To clarify, with Christ in charge of my life, even living in my heart, He changes my attitude toward work. If He was not here and not my Lord and Savior, then I could not have His attitude or find the joy in work that is available to Christian people. I would not even want to be diligent.

And this was why the Jews were persecuting Jesus, because he was doing these things on the Sabbath. But Jesus answered them, “My Father is working until now, and I am working.” (John 5:16–17)

Jesus worked hard, even in the most humble tasks. He washed feet, healed the sick, listened and cared about people. While His ultimate goals were far greater than these ordinary methods, He never shirked from persistent labor. I often say that God never goes on vacation, and I am thankful for that. I can work or rest, but His care is always diligent and He is always available.

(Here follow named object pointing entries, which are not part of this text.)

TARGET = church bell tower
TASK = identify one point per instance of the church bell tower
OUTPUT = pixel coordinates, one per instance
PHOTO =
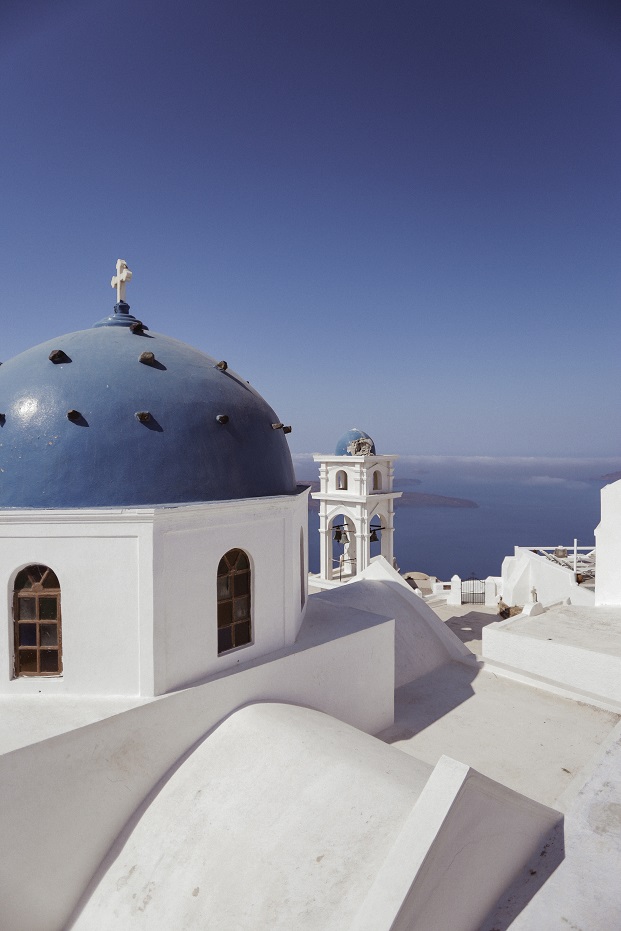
(356, 507)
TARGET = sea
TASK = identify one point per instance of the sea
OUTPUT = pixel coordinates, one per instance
(514, 501)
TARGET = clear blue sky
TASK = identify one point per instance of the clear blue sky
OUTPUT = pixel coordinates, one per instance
(402, 215)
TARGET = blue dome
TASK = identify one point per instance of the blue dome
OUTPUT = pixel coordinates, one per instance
(350, 437)
(118, 416)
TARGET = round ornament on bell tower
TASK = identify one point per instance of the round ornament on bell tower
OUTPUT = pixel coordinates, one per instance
(356, 507)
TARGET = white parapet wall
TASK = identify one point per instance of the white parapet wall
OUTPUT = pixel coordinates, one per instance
(552, 582)
(608, 538)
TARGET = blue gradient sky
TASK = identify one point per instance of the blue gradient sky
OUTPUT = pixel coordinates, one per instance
(403, 216)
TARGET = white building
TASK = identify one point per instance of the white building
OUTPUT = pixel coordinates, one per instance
(356, 508)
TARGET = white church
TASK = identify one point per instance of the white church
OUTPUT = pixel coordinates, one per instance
(193, 735)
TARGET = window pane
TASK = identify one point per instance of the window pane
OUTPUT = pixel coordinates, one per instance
(50, 580)
(27, 635)
(49, 660)
(242, 633)
(241, 608)
(22, 580)
(27, 609)
(225, 613)
(242, 561)
(48, 634)
(27, 660)
(224, 587)
(225, 639)
(48, 609)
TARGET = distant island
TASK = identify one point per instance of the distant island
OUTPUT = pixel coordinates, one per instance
(409, 499)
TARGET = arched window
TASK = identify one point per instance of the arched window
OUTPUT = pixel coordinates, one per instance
(234, 621)
(36, 618)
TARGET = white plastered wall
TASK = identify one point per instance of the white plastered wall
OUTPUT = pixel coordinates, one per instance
(189, 542)
(527, 571)
(138, 590)
(101, 773)
(103, 562)
(608, 548)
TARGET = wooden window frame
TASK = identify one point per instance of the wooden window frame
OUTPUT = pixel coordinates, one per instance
(36, 590)
(234, 601)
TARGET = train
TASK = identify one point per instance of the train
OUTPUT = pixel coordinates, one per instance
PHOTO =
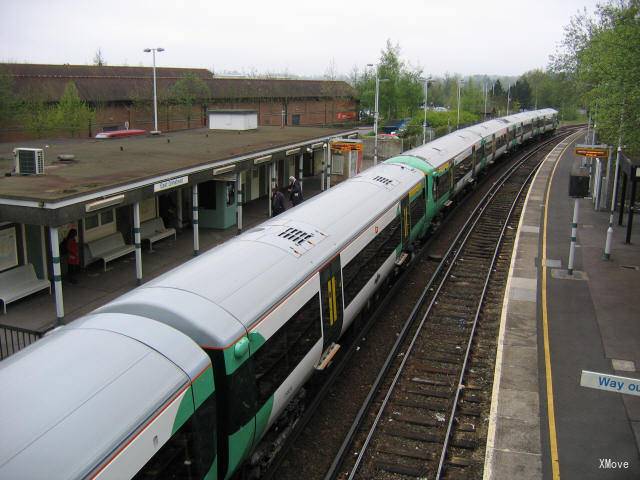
(182, 376)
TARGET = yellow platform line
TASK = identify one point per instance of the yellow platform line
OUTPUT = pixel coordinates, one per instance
(553, 441)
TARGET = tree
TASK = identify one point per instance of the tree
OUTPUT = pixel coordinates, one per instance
(401, 87)
(521, 93)
(71, 114)
(8, 103)
(188, 91)
(98, 58)
(600, 55)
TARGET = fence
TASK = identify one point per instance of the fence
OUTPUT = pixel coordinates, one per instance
(14, 339)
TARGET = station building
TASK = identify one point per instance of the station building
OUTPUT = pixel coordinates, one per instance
(122, 97)
(123, 194)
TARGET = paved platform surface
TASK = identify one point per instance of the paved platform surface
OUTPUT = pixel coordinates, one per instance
(553, 328)
(96, 287)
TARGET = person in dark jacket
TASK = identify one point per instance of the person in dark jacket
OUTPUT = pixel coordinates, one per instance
(295, 191)
(277, 202)
(73, 255)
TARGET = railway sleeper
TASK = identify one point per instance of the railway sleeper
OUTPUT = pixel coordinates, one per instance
(420, 420)
(439, 357)
(436, 370)
(424, 437)
(425, 405)
(406, 452)
(459, 462)
(430, 393)
(417, 472)
(465, 443)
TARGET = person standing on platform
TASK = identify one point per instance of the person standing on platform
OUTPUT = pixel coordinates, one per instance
(295, 191)
(73, 255)
(277, 202)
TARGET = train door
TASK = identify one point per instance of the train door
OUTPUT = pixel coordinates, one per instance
(405, 221)
(332, 311)
(473, 162)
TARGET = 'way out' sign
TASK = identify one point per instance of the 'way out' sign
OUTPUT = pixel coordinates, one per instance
(610, 383)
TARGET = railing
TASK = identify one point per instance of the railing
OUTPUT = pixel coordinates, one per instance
(14, 339)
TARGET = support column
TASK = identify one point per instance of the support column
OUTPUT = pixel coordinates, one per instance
(322, 170)
(196, 232)
(179, 207)
(597, 185)
(574, 234)
(623, 194)
(631, 209)
(607, 245)
(239, 195)
(328, 165)
(137, 241)
(57, 274)
(300, 168)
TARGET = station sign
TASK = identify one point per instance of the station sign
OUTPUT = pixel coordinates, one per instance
(346, 146)
(610, 383)
(171, 183)
(592, 151)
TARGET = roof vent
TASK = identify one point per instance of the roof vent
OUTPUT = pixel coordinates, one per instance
(295, 235)
(295, 238)
(383, 180)
(29, 161)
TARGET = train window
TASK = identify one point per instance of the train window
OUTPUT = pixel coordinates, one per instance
(463, 168)
(442, 184)
(417, 209)
(277, 358)
(242, 399)
(190, 452)
(366, 263)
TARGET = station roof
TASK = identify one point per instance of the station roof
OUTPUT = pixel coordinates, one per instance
(104, 164)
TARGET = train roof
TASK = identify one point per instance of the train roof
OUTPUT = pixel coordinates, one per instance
(69, 400)
(456, 143)
(218, 295)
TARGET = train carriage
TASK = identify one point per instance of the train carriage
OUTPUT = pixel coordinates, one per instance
(107, 397)
(308, 272)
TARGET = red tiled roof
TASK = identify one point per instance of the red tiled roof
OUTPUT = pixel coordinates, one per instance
(116, 83)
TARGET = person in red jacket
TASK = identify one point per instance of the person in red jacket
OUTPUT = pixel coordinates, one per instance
(73, 255)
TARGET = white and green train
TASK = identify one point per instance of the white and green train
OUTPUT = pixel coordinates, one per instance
(182, 377)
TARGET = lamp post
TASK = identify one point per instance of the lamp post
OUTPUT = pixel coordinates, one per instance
(460, 81)
(155, 94)
(486, 94)
(376, 113)
(426, 97)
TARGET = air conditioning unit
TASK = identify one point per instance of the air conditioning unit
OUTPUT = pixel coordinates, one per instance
(29, 161)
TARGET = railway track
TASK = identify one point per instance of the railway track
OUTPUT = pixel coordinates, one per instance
(324, 382)
(423, 413)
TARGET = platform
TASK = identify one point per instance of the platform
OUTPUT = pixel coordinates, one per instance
(543, 424)
(96, 287)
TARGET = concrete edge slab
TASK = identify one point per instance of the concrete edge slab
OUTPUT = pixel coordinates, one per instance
(531, 204)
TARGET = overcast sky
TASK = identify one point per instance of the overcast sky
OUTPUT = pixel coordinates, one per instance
(505, 37)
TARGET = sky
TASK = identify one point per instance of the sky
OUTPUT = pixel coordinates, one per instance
(501, 37)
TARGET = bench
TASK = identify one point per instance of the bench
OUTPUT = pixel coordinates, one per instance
(109, 248)
(20, 282)
(154, 230)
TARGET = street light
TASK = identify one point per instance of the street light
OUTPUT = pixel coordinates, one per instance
(376, 113)
(155, 95)
(460, 81)
(426, 97)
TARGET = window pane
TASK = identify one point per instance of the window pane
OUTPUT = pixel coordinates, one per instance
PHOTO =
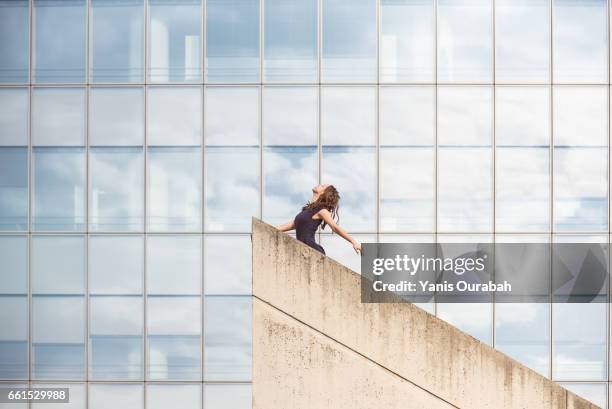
(580, 158)
(174, 116)
(58, 337)
(76, 394)
(352, 170)
(580, 41)
(228, 339)
(116, 341)
(407, 129)
(232, 116)
(579, 341)
(13, 115)
(120, 274)
(174, 40)
(290, 49)
(58, 265)
(172, 396)
(522, 134)
(115, 396)
(13, 337)
(522, 40)
(117, 40)
(349, 41)
(291, 154)
(402, 56)
(522, 332)
(227, 264)
(116, 116)
(227, 396)
(116, 206)
(348, 116)
(13, 188)
(13, 265)
(232, 45)
(232, 188)
(175, 189)
(58, 116)
(174, 265)
(593, 392)
(465, 41)
(14, 47)
(59, 189)
(174, 338)
(464, 159)
(59, 23)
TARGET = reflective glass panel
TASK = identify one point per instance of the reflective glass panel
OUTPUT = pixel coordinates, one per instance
(175, 189)
(522, 136)
(13, 337)
(59, 41)
(175, 46)
(116, 116)
(290, 35)
(14, 116)
(406, 158)
(464, 159)
(116, 206)
(58, 337)
(160, 396)
(222, 396)
(116, 264)
(522, 331)
(580, 123)
(115, 336)
(579, 341)
(228, 339)
(522, 41)
(465, 41)
(116, 40)
(115, 396)
(580, 41)
(13, 265)
(227, 264)
(174, 265)
(407, 40)
(58, 116)
(14, 47)
(290, 153)
(58, 198)
(174, 116)
(13, 188)
(58, 264)
(348, 41)
(232, 40)
(174, 338)
(232, 188)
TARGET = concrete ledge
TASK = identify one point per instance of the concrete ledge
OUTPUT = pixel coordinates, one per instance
(312, 290)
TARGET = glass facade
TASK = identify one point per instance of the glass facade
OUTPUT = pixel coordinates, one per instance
(138, 137)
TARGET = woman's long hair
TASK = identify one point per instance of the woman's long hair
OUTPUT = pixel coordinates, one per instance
(329, 199)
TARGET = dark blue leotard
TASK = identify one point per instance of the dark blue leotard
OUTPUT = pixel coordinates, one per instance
(306, 227)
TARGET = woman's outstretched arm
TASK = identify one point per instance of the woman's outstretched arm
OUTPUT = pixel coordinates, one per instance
(327, 218)
(287, 226)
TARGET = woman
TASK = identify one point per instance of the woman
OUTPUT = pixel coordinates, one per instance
(322, 208)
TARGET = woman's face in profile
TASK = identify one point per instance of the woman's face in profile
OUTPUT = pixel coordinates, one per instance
(318, 189)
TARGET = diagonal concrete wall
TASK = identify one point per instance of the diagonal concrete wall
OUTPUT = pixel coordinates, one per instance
(315, 345)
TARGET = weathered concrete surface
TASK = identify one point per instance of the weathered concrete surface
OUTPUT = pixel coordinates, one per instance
(304, 301)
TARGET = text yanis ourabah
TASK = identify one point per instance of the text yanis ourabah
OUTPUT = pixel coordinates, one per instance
(409, 266)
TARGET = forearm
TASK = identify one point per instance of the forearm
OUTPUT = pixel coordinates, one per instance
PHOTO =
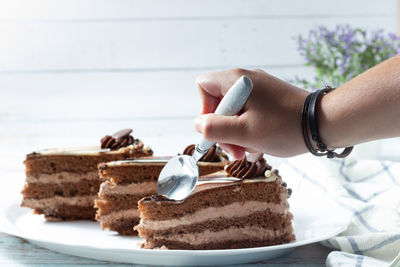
(364, 109)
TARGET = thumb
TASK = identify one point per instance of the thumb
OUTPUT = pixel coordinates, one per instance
(221, 129)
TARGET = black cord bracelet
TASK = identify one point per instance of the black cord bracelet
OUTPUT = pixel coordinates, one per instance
(310, 127)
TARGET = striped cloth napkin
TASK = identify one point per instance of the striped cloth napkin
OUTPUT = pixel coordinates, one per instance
(370, 191)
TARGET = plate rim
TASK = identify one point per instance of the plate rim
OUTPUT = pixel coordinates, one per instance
(7, 227)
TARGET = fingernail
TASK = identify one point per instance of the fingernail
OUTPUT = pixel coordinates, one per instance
(198, 124)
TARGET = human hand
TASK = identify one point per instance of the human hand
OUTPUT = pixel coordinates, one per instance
(269, 123)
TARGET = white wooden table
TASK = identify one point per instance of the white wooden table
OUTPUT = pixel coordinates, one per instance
(163, 138)
(72, 71)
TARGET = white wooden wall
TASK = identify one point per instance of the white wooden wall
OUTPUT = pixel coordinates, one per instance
(82, 68)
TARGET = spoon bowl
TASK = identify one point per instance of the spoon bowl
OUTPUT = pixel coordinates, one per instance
(178, 177)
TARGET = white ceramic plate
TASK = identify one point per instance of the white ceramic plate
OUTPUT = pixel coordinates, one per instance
(315, 219)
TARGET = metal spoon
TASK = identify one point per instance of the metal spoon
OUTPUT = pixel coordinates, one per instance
(179, 176)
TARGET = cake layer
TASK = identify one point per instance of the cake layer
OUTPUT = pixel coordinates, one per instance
(113, 189)
(106, 206)
(78, 159)
(121, 221)
(46, 190)
(245, 237)
(234, 210)
(214, 195)
(265, 219)
(57, 201)
(62, 177)
(145, 169)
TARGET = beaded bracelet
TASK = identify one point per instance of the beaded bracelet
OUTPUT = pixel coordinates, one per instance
(310, 127)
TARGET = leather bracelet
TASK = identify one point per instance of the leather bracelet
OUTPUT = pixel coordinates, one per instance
(309, 124)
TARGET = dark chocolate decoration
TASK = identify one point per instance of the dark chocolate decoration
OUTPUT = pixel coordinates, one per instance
(214, 154)
(289, 192)
(245, 169)
(117, 140)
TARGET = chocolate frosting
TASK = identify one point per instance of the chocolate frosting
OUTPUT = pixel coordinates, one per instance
(245, 169)
(119, 139)
(214, 154)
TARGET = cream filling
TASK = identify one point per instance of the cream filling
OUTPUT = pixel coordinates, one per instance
(235, 209)
(254, 233)
(56, 201)
(93, 150)
(115, 215)
(62, 177)
(141, 188)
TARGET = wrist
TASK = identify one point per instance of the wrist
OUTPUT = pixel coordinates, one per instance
(315, 120)
(330, 122)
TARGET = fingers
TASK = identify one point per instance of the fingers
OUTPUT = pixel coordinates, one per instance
(237, 152)
(213, 86)
(221, 129)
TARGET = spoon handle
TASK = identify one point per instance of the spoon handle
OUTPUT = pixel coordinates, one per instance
(230, 105)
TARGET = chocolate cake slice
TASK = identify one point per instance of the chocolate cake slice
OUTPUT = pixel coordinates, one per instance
(63, 183)
(244, 206)
(126, 182)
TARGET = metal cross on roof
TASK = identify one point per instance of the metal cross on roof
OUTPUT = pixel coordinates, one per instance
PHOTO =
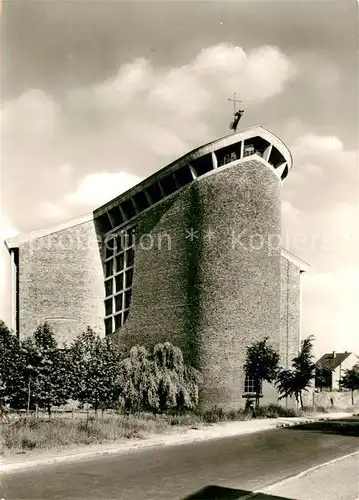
(237, 115)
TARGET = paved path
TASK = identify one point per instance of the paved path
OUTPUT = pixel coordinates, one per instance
(236, 465)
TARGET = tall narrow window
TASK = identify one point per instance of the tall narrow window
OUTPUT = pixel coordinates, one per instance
(119, 269)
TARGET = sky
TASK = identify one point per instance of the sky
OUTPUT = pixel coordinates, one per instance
(98, 95)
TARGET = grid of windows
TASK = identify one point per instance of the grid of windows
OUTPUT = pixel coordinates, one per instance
(119, 261)
(250, 384)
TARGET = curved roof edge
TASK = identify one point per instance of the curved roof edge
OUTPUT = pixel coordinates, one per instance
(17, 240)
(202, 150)
(229, 139)
(303, 266)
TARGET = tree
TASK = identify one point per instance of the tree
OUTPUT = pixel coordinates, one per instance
(48, 369)
(95, 365)
(177, 382)
(9, 360)
(262, 364)
(157, 382)
(350, 380)
(13, 376)
(294, 381)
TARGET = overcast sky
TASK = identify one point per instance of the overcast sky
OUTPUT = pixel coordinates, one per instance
(99, 95)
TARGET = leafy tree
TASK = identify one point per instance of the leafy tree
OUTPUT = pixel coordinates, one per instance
(95, 365)
(138, 381)
(262, 364)
(294, 381)
(11, 363)
(47, 369)
(159, 382)
(350, 380)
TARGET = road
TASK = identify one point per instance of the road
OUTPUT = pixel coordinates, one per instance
(236, 466)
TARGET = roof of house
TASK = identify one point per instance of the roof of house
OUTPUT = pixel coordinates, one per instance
(332, 360)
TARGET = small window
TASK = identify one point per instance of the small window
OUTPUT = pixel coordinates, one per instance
(118, 302)
(228, 154)
(109, 287)
(119, 282)
(131, 238)
(119, 262)
(202, 165)
(109, 268)
(129, 277)
(118, 321)
(115, 216)
(108, 326)
(276, 158)
(128, 294)
(130, 257)
(110, 245)
(108, 306)
(248, 150)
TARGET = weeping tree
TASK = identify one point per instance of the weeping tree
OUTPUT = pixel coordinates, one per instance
(158, 382)
(94, 370)
(262, 364)
(292, 382)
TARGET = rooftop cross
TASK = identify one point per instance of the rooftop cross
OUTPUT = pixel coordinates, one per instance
(237, 115)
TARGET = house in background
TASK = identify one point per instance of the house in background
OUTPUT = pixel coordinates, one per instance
(333, 365)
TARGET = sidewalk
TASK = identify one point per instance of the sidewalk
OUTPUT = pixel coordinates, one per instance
(182, 436)
(338, 480)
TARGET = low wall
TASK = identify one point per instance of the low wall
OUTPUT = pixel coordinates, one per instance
(327, 399)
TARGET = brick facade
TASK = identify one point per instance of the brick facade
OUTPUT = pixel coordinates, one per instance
(61, 281)
(210, 296)
(289, 311)
(209, 273)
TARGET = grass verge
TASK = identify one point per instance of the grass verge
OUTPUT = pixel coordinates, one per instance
(21, 435)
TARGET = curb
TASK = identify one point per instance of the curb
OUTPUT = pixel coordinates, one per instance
(310, 420)
(189, 436)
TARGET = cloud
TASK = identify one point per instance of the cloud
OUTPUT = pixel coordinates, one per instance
(6, 228)
(320, 224)
(331, 312)
(190, 89)
(98, 188)
(130, 124)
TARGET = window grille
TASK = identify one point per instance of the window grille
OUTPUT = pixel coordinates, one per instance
(119, 266)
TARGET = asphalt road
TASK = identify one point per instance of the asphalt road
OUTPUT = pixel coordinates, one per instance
(233, 466)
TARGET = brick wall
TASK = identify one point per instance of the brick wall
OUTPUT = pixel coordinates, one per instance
(289, 311)
(61, 281)
(210, 297)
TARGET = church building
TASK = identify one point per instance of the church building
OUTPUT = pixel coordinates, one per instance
(192, 255)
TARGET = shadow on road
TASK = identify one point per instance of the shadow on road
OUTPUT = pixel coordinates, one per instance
(222, 493)
(344, 427)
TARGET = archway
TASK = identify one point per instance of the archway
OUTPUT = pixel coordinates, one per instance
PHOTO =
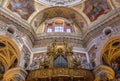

Jesus sets an example for me. He worked, but He also loved what He was doing and loved the people He served. What is missing in many modern workers is this motivation. In many cases, people complain about work because they do not do it for other people or for God. Their goals might include paying the bills and having enough left over for recreation. Workers who love what they do are rare, but just that makes a difference.

I’ve never worked outside the home, but work is work, wherever it is, and whether or not a paycheck comes at the end of it. For me, learning to love my “job” means allowing Jesus be Lord of my life. He is a homemaker (He is busy right now preparing a place for me, John 14:2). He is also leader of a family (and so often His children are brats) and an organizer of events to such a degree I cannot imagine it. He has all I need to help me not only love my job but do it well and do it for others because I love those whom I serve.

Jesus also had balance in His life. On more than one occasion, the Bible tells of Him being asleep, even during a storm. He sets an example in work and in rest, in worship and in responding to the voice of God. He knew that God didn’t take the Sabbath off, but kept working for the good of humanity. He also knew when His body needed to rest so He rested, giving Him renewed energy for obedience and work.

Motivated by Jesus is much different than being motivated by guilt, money or necessity. Jesus makes work a delight rather than a stressful and despised activity. He even promised the weary and heavily burdened that they would find in Him rest and a lighter load.

As I look at my to-do list for the day, I am already praying for His grace and help, and that I can practice what I preach!